Nous attendrons jusqu’à la Saint-Remy ce que pourra faire madame de Guénégaud pour sa maison : si elle n’a rien fait alors, nous prendrons notre résolution, et nous en chercherons une pour Noël ; ce ne sera pas sans beaucoup de peine que je perdrai l’espérance d’être sous un même toit avec vous ; peut-être que tout cela se démêlera à l’heure que nous y penserons le moins. Je crois que M. de la Garde s’en ira bientôt : je lui dirai adieu à Paris ; ce vous sera une augmentation de bonne compagnie. M. de Charost m’a écrit pour me parler de vous ; il vous fait mille compliments.

J’aurais tout l’air, ma fille, de penser comme vous sur le poëme épique ; le clinquant[2] du Tasse m’a charmée. Je crois pourtant que vous vous accommoderez de Virgile : Corbinelli me l’a fait admirerai faudrait quelqu’un comme lui pour vous accompagner dans ce voyage. Je m’en vais tâter du Schisme des Grecs ; on en dit du bien ; je conseillerai à la Garde de vous le porter. Je ne sais aucune sorte de nouvelle.

Monsieur de Sévigné.

Ah ! pauvre esprit, vous n’aimez point Homère ! Les ouvrages les plus parfaits vous paraissent dignes de mépris, les beautés naturelles ne vous touchent point : il vous faut du clinquant, ou des petits corps[3]. Si vous voulez avoir quelque repos avec moi, ne lisez point Virgile ; je ne vous pardonnerais jamais les injures que vous pourriez lui dire.

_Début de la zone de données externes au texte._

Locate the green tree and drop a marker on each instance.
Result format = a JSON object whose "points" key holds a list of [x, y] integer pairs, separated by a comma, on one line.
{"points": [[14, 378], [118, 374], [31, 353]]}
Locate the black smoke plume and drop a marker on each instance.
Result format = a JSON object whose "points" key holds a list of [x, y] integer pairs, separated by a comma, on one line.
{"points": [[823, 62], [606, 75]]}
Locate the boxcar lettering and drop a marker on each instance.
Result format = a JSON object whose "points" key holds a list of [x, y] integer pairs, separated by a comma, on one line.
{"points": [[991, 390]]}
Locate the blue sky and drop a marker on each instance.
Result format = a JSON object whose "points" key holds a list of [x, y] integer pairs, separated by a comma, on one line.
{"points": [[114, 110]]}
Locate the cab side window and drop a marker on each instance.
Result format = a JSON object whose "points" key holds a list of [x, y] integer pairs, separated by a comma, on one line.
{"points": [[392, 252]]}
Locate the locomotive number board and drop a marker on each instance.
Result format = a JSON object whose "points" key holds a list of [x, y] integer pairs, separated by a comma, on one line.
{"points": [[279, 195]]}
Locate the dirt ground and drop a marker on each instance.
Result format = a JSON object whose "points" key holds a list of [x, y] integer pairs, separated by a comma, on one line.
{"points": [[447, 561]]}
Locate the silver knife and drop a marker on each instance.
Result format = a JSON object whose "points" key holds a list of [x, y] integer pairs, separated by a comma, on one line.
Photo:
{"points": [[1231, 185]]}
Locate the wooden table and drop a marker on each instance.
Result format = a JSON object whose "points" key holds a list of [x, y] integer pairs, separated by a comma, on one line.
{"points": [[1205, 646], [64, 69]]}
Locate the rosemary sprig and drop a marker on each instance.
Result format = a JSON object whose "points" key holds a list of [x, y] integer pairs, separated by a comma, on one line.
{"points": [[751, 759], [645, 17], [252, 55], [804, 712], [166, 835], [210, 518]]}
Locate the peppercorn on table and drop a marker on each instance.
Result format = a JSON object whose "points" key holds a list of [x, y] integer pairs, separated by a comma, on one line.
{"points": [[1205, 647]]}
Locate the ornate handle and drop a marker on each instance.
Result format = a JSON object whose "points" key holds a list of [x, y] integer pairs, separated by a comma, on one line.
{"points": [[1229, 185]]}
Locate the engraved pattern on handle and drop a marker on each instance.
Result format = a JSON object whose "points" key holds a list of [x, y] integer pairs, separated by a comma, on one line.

Si vous vouliez cependant vous faire expliquer le sixième livre et le neuvième où est l’aventure de Nisus et d’Euryalus, et le onze et le douze, je suis sûr que vous y trouveriez du plaisir : Turnus vous paraîtrait digne de votre estime et de votre amitié ; et en un mot, comme je vous connais, je craindrais fort pour M. de Grignan qu’un pareil personnage ne vînt aborder en Provence. Mais moi qui suis bon frère, je vous souhaiterais du meilleur de mon cœur une telle aventure ; puisqu’il est écrit que

  1. Parodie de ce vers de l’opéra de Thésée, acte II, scène Ire :
    Aimez, aimez Thésée ; aimez sa gloire extrême.
  2. Expression de Boileau.
  3. On sait que madame de Grignan aimait la philosophie de Descartes, et qu’elle en faisait sa principale étude.